Three months ago, I asked “should NC courts continue to withhold lists of potentially ineligible voters from election officials?” Apparently, Democrats in the General Assembly think so. SB 250 (Remove Foreign Citizens from Voting Rolls) has come up for votes in both the House and the Senate over the past several months, with the latest versions in each chamber passing on party-line votes.
In debate on a revised version of the bill in the House Rules Committee on October 1, Rep. Marcia Morey (D-Durham) claimed that SB 250 was a “voter suppression bill.” Other Democrats have objected to a provision in the bill that makes the names of those removed from voter rolls for not being citizens public.
Removing non-citizens from voter rolls should be a consensus issue. There is already a mechanism in place for people scheduled to be removed from voter rolls to be notified and have an opportunity to stop the removal.

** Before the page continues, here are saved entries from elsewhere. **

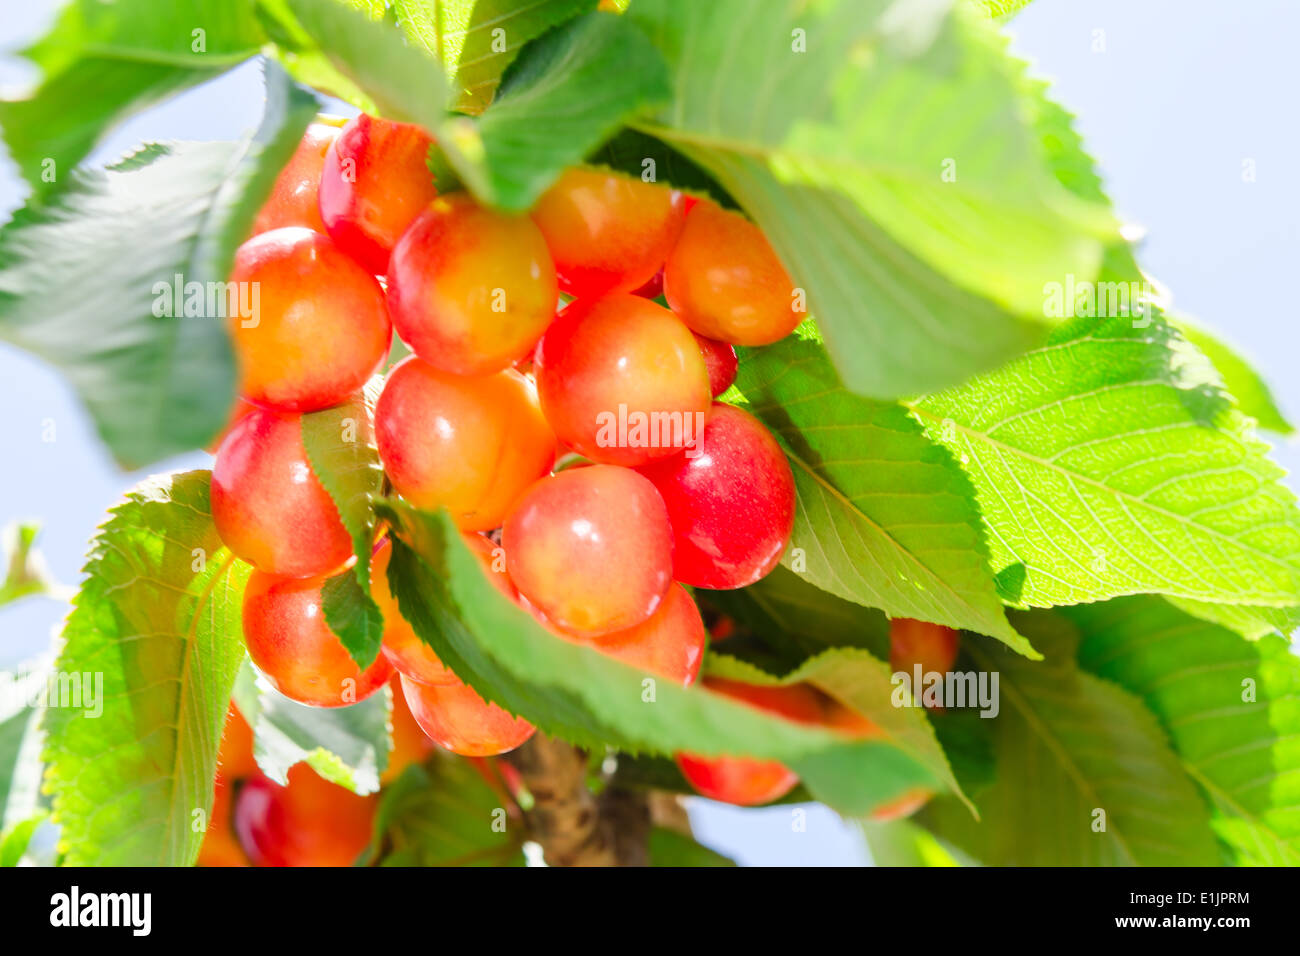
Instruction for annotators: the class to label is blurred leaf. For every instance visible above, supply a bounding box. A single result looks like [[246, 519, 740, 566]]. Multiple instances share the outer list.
[[376, 757, 524, 866], [1068, 596, 1300, 865], [706, 649, 970, 814], [733, 336, 1029, 653], [302, 387, 386, 668], [1164, 597, 1299, 641], [0, 663, 51, 828], [919, 614, 1223, 865], [458, 11, 670, 209], [0, 523, 66, 606], [0, 0, 263, 200], [42, 471, 249, 866], [860, 817, 965, 867], [647, 826, 735, 866], [231, 662, 390, 796], [915, 313, 1300, 610], [377, 501, 943, 816], [625, 0, 1115, 398], [587, 128, 737, 209], [393, 0, 597, 113], [0, 66, 317, 467], [0, 811, 48, 867]]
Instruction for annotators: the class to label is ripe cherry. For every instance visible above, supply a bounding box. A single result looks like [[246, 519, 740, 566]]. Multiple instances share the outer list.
[[534, 294, 711, 467], [890, 619, 960, 677], [582, 583, 705, 686], [250, 119, 344, 236], [197, 776, 248, 867], [387, 193, 557, 375], [205, 397, 258, 454], [212, 406, 352, 578], [382, 674, 436, 785], [693, 332, 738, 396], [228, 227, 391, 412], [636, 402, 795, 590], [503, 465, 674, 637], [664, 199, 804, 345], [214, 705, 258, 784], [234, 765, 377, 867], [399, 674, 536, 757], [375, 357, 555, 531], [531, 167, 685, 299], [676, 678, 826, 806], [242, 567, 394, 707], [318, 114, 437, 274]]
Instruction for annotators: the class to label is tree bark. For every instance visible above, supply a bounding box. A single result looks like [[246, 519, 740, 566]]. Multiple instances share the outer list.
[[506, 734, 651, 866]]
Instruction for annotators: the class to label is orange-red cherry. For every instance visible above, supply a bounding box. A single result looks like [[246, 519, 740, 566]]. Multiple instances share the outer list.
[[228, 227, 391, 412], [399, 674, 536, 757], [531, 167, 685, 299], [211, 406, 352, 578], [250, 119, 344, 236], [387, 193, 557, 375], [234, 765, 377, 867], [318, 114, 438, 274]]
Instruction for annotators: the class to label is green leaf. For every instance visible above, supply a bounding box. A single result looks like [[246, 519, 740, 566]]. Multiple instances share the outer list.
[[1164, 597, 1300, 642], [393, 0, 597, 113], [377, 501, 943, 816], [302, 387, 386, 667], [0, 0, 264, 199], [647, 827, 735, 867], [705, 649, 971, 814], [1067, 596, 1300, 866], [860, 817, 966, 867], [587, 128, 737, 209], [625, 0, 1115, 398], [375, 756, 524, 866], [971, 0, 1036, 17], [283, 0, 449, 131], [0, 66, 317, 468], [0, 523, 66, 607], [42, 471, 250, 866], [459, 10, 671, 210], [0, 812, 49, 868], [733, 335, 1029, 654], [1174, 320, 1293, 436], [919, 614, 1223, 865], [231, 662, 390, 796], [913, 313, 1300, 610], [0, 663, 50, 828]]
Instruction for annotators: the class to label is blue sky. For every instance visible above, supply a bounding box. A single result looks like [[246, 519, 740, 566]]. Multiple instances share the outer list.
[[2, 0, 1296, 866]]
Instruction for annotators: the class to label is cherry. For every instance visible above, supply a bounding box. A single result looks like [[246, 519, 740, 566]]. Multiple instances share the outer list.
[[318, 114, 438, 274], [399, 674, 536, 757], [503, 465, 674, 637], [234, 765, 377, 867], [692, 332, 738, 396], [374, 357, 555, 531], [890, 619, 960, 677], [228, 227, 391, 412], [196, 776, 248, 867], [250, 119, 344, 236], [205, 397, 258, 454], [636, 402, 795, 590], [382, 674, 436, 785], [212, 406, 352, 578], [371, 537, 458, 687], [531, 167, 685, 299], [676, 678, 826, 806], [534, 294, 711, 467], [664, 199, 803, 345], [581, 583, 705, 686], [387, 193, 557, 375], [214, 704, 258, 784], [242, 566, 394, 707], [632, 269, 664, 300]]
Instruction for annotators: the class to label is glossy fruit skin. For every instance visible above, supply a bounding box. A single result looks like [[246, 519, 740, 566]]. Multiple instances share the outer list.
[[676, 678, 826, 805], [890, 619, 961, 676], [234, 765, 377, 867], [372, 537, 457, 686], [205, 397, 258, 454], [250, 120, 343, 236], [212, 406, 352, 578], [531, 168, 685, 299], [399, 674, 535, 757], [228, 228, 391, 411], [664, 199, 803, 345], [693, 333, 738, 397], [636, 402, 795, 590], [242, 568, 394, 707], [387, 193, 557, 375], [382, 674, 436, 785], [583, 583, 705, 686], [375, 357, 555, 530], [318, 114, 437, 274], [534, 294, 711, 467], [503, 465, 674, 637]]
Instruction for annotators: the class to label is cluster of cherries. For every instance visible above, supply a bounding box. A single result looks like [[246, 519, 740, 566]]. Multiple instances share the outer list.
[[207, 112, 961, 818]]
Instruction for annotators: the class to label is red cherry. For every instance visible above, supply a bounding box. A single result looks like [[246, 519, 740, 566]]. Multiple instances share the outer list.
[[234, 766, 376, 867], [692, 332, 738, 396], [399, 674, 535, 757], [636, 402, 795, 590]]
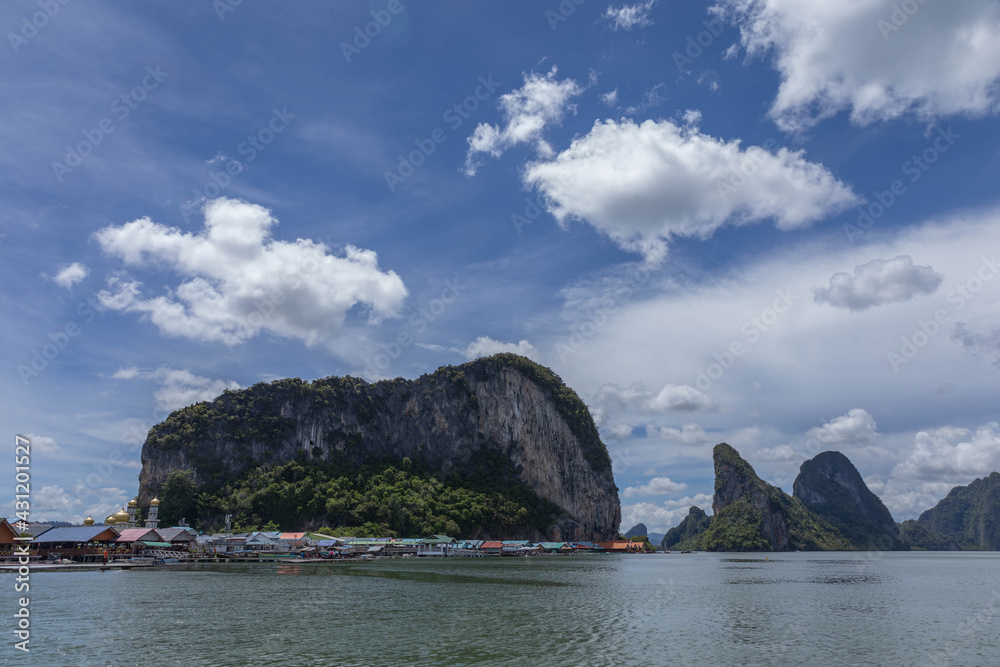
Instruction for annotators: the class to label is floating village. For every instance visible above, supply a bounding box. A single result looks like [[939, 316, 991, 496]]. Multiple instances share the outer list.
[[1, 497, 654, 570]]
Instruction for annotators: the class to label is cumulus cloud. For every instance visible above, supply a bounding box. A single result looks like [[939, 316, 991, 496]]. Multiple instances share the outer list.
[[20, 433, 60, 454], [752, 443, 798, 462], [523, 117, 858, 262], [51, 262, 89, 289], [807, 408, 879, 448], [716, 0, 1000, 131], [603, 424, 636, 441], [463, 336, 540, 361], [94, 198, 407, 347], [814, 256, 943, 311], [113, 366, 240, 412], [892, 423, 1000, 482], [590, 382, 717, 424], [645, 423, 711, 446], [464, 67, 584, 175], [604, 1, 656, 30], [620, 493, 714, 533], [623, 476, 688, 498], [34, 485, 130, 524]]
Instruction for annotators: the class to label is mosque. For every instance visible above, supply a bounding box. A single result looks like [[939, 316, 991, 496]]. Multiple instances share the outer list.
[[80, 496, 161, 529]]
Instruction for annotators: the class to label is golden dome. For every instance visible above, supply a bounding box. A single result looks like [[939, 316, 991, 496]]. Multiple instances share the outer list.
[[83, 516, 95, 526], [114, 508, 130, 523], [105, 515, 116, 524], [150, 498, 160, 506], [128, 498, 138, 507]]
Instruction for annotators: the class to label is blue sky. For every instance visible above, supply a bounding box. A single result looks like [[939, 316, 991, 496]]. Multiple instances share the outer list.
[[4, 0, 1000, 532]]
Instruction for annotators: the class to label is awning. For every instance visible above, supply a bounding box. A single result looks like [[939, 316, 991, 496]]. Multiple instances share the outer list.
[[141, 541, 173, 547]]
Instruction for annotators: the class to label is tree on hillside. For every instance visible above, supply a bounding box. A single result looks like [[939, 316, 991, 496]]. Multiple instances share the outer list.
[[159, 470, 201, 528]]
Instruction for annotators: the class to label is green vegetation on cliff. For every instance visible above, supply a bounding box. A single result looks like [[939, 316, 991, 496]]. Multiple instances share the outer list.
[[661, 506, 710, 550], [160, 450, 565, 537], [899, 520, 960, 551], [701, 498, 771, 551], [917, 472, 1000, 550]]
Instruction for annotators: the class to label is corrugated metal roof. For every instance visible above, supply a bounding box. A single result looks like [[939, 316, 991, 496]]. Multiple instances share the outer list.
[[480, 541, 503, 549], [115, 528, 161, 543], [25, 524, 54, 538], [31, 526, 120, 543], [157, 528, 196, 542]]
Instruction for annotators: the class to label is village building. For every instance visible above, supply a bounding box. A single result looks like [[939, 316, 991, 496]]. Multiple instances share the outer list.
[[31, 525, 121, 561]]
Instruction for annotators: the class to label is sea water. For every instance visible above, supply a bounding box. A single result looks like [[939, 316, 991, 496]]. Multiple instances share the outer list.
[[2, 552, 998, 666]]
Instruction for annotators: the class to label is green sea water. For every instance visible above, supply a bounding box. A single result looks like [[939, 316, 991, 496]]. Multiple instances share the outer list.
[[2, 552, 998, 666]]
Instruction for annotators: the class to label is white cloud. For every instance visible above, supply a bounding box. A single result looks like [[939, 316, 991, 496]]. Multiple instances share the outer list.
[[600, 89, 618, 106], [604, 1, 656, 31], [807, 409, 879, 448], [590, 382, 717, 424], [623, 475, 688, 497], [892, 423, 1000, 482], [94, 198, 407, 347], [33, 485, 76, 516], [603, 423, 636, 441], [753, 443, 798, 462], [716, 0, 1000, 131], [646, 423, 711, 446], [21, 433, 60, 454], [51, 262, 89, 289], [463, 336, 540, 362], [620, 493, 714, 533], [464, 67, 584, 175], [814, 256, 943, 311], [523, 117, 858, 262], [113, 366, 240, 412], [34, 485, 130, 524]]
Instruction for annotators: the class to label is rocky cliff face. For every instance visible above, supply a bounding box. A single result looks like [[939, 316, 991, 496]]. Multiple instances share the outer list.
[[661, 506, 710, 550], [793, 451, 905, 550], [918, 472, 1000, 550], [708, 444, 851, 551], [623, 523, 648, 538], [138, 354, 620, 541]]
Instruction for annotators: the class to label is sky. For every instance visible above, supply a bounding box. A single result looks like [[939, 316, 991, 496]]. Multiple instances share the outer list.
[[3, 0, 1000, 532]]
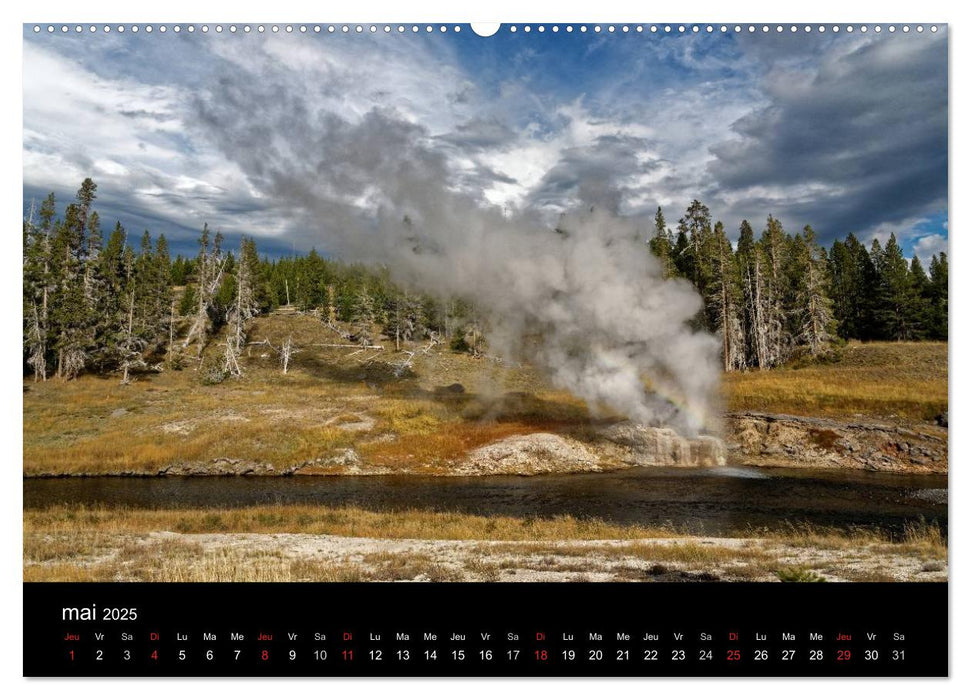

Last year, 19 people were charged with illegal voting due to not being citizens. During trials on those cases U.S. District Court Judge Terrence Boyle harshly criticized election officials for misconduct in not previously removing those people from voting roles. While we can argue about the extent of the problem of non-citizens voting, it is a demonstrably real problem.
Since both chambers of the General Assembly have passed different versions of the bill, they will have to be reconciled before a final bill can advance to an expected veto by Gov. Roy Cooper.